The Advisory Committee on Judicial Conduct recommended the state Supreme Court remove a Union County Superior Court judge who is accused of lacking candor during a trial that ended with her convicted of defiant trespass Thursday.
The panel is recommending Judge Therese Mullen be stripped of her position over a series of alleged judicial code violations stemming from a 2016 lawsuit filed by Mullen’s husband that sought to force the St. Theresa School to allow her daughter to play on the boys’ basketball team because there was no girls’ team.
The school’s rules say parents who bring the school into a legal matter must remove their children from its rolls, and Mullen’s daughter and her sister were expelled. A day after the expulsion, Mullen got into an altercation that with school officials and police on school grounds that lasted for more than an hour.
The judge who presided over Mullen’s defiant trespass trial said she lacked credibility, a stance echoed by an appeal panel that upheld her conviction.

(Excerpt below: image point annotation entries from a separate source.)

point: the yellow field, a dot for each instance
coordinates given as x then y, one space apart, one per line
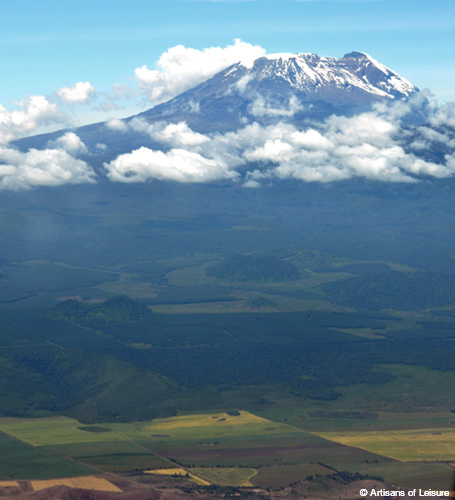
9 484
409 445
188 421
179 472
87 482
227 476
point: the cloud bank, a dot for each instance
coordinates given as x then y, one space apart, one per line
181 68
370 145
48 167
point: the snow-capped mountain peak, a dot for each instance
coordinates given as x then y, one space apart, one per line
313 74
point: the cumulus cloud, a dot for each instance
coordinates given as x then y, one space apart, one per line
181 68
261 107
117 125
79 93
368 145
175 134
34 112
177 164
69 142
49 167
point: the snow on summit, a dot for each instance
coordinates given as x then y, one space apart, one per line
311 73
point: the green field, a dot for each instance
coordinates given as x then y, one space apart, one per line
437 476
410 445
279 475
53 431
226 476
19 460
114 456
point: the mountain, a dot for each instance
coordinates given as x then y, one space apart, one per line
299 88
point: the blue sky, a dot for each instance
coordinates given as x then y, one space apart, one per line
49 44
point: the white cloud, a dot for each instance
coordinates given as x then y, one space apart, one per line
117 125
34 112
181 68
366 145
261 107
49 167
79 93
175 134
69 142
177 164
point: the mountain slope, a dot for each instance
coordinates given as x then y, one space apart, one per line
301 89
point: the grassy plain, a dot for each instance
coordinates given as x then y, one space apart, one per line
87 482
315 419
279 475
409 475
408 445
113 456
180 472
53 431
19 460
227 476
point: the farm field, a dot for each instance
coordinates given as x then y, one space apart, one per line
409 474
180 472
409 445
114 456
236 448
326 419
19 460
87 482
227 476
278 475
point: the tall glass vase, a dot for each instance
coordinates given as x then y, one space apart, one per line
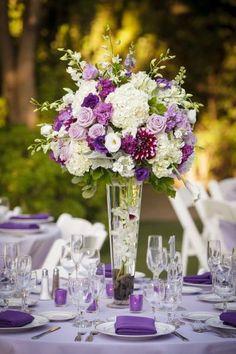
124 204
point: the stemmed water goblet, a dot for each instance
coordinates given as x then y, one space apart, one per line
23 278
76 246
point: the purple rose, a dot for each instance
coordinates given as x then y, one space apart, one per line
128 144
89 72
96 130
77 132
85 117
103 112
99 144
156 124
90 101
63 116
141 173
104 87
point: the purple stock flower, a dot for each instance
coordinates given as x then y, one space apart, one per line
174 117
164 83
141 173
128 144
99 144
103 112
90 101
89 72
104 87
63 117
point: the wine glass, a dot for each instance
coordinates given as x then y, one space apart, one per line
154 292
76 245
80 291
66 259
23 276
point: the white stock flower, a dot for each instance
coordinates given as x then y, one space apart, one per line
112 142
46 130
124 166
143 82
130 106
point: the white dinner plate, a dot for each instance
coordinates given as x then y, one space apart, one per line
198 315
108 328
213 298
16 302
190 290
58 315
198 285
37 322
32 220
231 306
217 323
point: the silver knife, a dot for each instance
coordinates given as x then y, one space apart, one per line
177 334
50 330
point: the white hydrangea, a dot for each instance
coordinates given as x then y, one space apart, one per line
85 88
130 106
124 166
143 82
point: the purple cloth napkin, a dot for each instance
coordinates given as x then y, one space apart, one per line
204 278
11 318
15 226
134 325
229 318
40 216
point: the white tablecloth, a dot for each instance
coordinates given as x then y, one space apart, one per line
62 341
35 245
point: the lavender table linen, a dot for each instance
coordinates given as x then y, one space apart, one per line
204 278
15 226
229 318
11 318
135 325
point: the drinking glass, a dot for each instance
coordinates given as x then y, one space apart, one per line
154 293
90 258
23 276
224 283
80 291
76 245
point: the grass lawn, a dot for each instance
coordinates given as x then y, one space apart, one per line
164 228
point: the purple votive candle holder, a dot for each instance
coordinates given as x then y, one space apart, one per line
136 302
60 297
109 289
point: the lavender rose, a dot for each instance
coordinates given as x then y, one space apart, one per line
77 132
89 72
141 173
156 124
103 112
85 117
90 101
96 130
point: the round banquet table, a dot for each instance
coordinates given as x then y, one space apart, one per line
62 341
35 245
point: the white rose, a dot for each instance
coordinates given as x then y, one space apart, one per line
112 142
46 130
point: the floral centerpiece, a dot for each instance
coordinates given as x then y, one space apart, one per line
119 125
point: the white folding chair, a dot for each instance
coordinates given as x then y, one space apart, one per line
193 244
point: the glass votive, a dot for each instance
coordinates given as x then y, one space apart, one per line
109 289
60 297
136 302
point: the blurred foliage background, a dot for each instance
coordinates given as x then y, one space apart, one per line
200 33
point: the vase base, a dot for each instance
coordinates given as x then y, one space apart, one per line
115 305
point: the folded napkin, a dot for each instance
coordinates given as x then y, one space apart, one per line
15 226
229 318
204 278
39 216
134 325
11 318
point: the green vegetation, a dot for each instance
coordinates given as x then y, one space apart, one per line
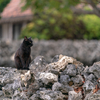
53 19
55 26
3 4
92 23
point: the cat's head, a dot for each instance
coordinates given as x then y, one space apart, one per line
27 41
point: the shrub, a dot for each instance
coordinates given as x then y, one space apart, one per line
92 24
54 25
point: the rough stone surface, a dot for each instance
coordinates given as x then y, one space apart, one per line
64 78
74 96
87 52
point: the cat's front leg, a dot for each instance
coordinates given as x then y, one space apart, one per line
23 63
28 62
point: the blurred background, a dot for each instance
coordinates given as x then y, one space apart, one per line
56 26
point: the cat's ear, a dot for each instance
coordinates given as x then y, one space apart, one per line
25 38
29 38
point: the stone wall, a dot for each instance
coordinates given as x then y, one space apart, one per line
87 52
65 78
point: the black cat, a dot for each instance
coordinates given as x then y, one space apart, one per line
22 56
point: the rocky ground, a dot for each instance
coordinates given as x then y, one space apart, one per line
87 52
64 78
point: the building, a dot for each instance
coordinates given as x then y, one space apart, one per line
13 20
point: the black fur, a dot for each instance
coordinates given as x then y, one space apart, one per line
22 56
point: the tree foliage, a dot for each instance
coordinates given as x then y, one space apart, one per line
53 19
3 3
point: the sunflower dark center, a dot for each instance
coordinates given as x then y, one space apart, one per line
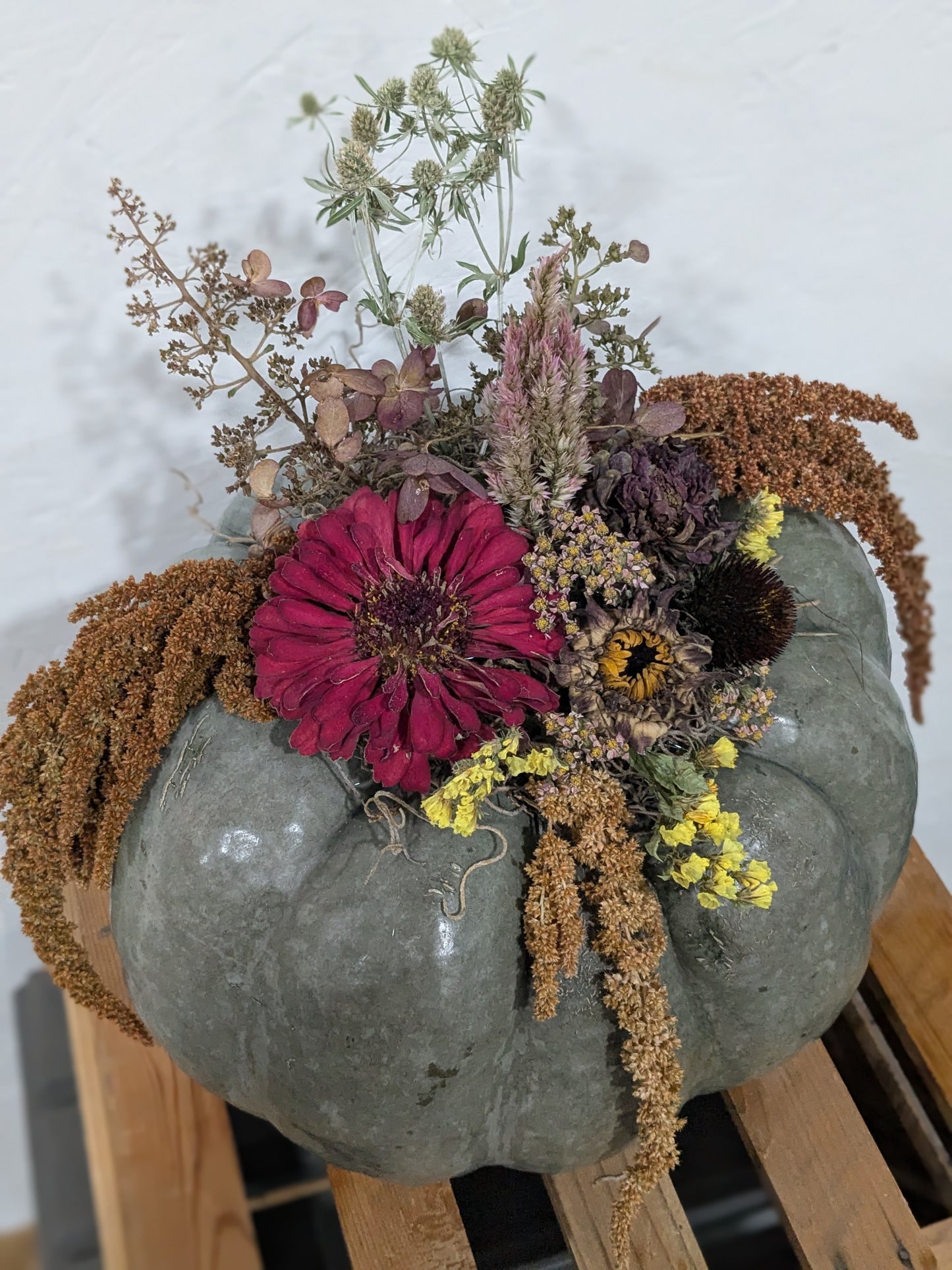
635 663
412 623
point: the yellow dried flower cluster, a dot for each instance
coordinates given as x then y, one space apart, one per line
763 519
721 869
744 710
456 804
580 548
579 741
630 937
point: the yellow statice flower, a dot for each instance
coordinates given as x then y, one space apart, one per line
723 753
721 882
725 874
708 809
763 520
456 804
731 856
540 761
725 827
679 835
691 870
757 887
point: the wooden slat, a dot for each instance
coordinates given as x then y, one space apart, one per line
903 1096
912 960
164 1171
18 1250
165 1179
841 1204
390 1227
279 1196
939 1236
660 1237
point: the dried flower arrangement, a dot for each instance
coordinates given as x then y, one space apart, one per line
526 585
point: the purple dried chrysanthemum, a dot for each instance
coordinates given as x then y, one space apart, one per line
664 496
538 408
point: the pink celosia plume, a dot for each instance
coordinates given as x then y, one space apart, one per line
538 407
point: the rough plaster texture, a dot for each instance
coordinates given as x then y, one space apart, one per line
786 161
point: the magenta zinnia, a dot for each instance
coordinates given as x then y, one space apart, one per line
395 631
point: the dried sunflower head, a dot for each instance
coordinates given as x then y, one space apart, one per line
632 674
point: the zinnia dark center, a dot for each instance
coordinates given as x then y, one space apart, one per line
635 663
412 621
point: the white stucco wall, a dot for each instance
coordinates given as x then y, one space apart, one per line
786 160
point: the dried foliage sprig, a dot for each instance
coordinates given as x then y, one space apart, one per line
88 732
597 309
798 438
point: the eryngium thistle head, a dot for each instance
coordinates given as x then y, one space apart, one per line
356 171
743 608
501 103
455 47
663 494
426 92
428 306
393 94
364 127
427 174
484 167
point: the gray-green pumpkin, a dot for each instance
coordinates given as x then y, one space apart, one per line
298 969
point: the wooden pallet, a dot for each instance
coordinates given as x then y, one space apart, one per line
168 1188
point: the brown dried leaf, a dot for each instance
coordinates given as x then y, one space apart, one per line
264 522
638 252
361 382
323 388
331 420
348 449
262 478
660 418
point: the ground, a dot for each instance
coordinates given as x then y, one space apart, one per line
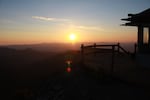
54 83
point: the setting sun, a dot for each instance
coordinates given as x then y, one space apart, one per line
72 36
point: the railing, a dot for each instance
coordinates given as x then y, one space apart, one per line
103 49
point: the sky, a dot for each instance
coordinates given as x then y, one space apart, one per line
49 21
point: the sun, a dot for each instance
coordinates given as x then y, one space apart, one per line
72 36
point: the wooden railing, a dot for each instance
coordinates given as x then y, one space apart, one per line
108 48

The ACJC found Mullen’s testimony at trial — and before the panel — diverged sharply from other witness accounts.
“The Committee’s findings and the evidence of record likewise demonstrate, clearly and convincingly, that Respondent lacked candor when testifying before this Committee in defense of these ethics charges,” the ACJC said in its presentment.
Officers involved in the incident testified they would have arrested other parents who behaved as Mullen and her husband had were it not for her position as a judge and his position as a former Kenilworth Police captain.
The panel also said Mullen was less than candid during a deposition in a civil suit her husband brought against the school and the Archdiocese of Newark, further charging she abused her judicial position when the court attempted to sanction her for obstructive behavior.
The judge more than once failed to appear for a court-ordered deposition. When she did eventually appear at a deposition on July 26 ,2017, Mullen refused to answer almost all of the questions posed to her.
She also refused to leave to room when it came time for her husband’s testimony. Her attorney argued Mullen would not interfere with her husband’s deposition because she was a Superior Court judge, but the trial court ordered her out of the room.
Mullen also claimed her position as a judge allowed her to refuse any questions of a personal nature during a July 31, 2017 deposition, a position the court again declined to support.